Нельда заботливо сменила повязку. Она не отходила от малыша ни днем ни ночью. Как только ребенку полегчало, он тоненьким, срывающимся голоском поведал им о том, как ночью пришли «плохие» и убили папу с мамой. Он знал только, как его зовут, но фамилию и имена родителей вспомнить не мог.
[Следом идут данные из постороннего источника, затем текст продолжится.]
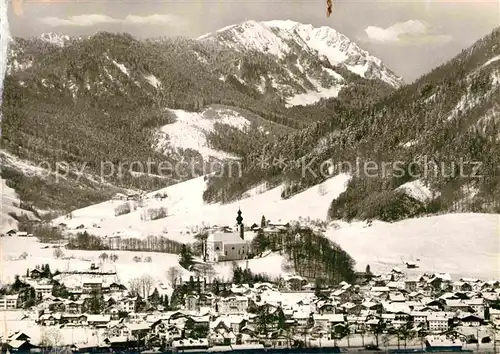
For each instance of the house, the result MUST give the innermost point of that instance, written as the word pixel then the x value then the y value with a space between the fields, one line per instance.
pixel 477 305
pixel 20 346
pixel 471 320
pixel 92 285
pixel 49 319
pixel 328 321
pixel 190 345
pixel 419 317
pixel 114 287
pixel 127 304
pixel 410 285
pixel 438 322
pixel 43 290
pixel 228 246
pixel 191 303
pixel 36 274
pixel 9 302
pixel 234 305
Через неделю Ориф снова отправился к месту трагедии, где среди немногих уцелевших вещей он нашел пращу и подсумок со снарядами к ней, а также два дневника — старый и новый. Похоронив родителей Гвилли, Ориф вернулся домой, захватив с собой все, что осталось в память о них. Малыш, все еще слишком слабый, чтобы встать с постели, потребовал отцовскую пращу и камни. Осмотрев все это, он встревоженно спросил, где же «блестящие штучки». Ни Ориф, ни Нельда не могли понять, что он имеет в виду, а по-другому ребенок объяснить не мог. Не помогли и дневники, потому что ни муж, ни жена не знали языка, на котором они были написаны. Все же, внимательно изучив эти записи, Ориф заявил, что более новый дневник является копией старого.

А к тому времени, когда малыш Гвилли окончательно пришел в себя, Ориф и Нельда уже ни за что не согласились бы с ним расстаться.

Последние лучи предвечернего солнца окрасили комнату, где Гвилли, Нельда и Ориф только что отужинали. Черныш спал, свернувшись калачиком в углу. Сквозь открытые окна в комнату доносилось кваканье лягушек, а Ориф говорил о том, что завтра нужно будет подковать лошадей.

Внезапно Черныш встрепенулся, повел ушами и, вскочив с места, кинулся к окну. Тут же он завилял хвостом и, стуча когтями по полу, направился к двери.

Гвилли, последовав его примеру, тоже соскочил с кресла и в два прыжка оказался у двери. В этот момент раздался негромкий стук, и Черныш тихо тявкнул.

Гвилли отодвинул засов, открыл дверь и обомлел: таких прекрасных золотистых глаз он еще никогда не видел. Это были глаза такого же существа, как он сам, — глаза дамны.

Она улыбнулась:

— Гвилли? Гвилли Фенн?

Гвилли с раскрытым от восхищения ртом смотрел на нее, лишившись дара речи.

Дамна взглянула на онемевшего молодого баккана, на двоих людей у него за спиной:

— Ох, я так надеюсь, что вы тот самый Гвилли, который мне нужен, ведь я с таким трудом вас разыскала! Меня зовут Фэрил Твиггинс, и я пришла по поводу пророчества.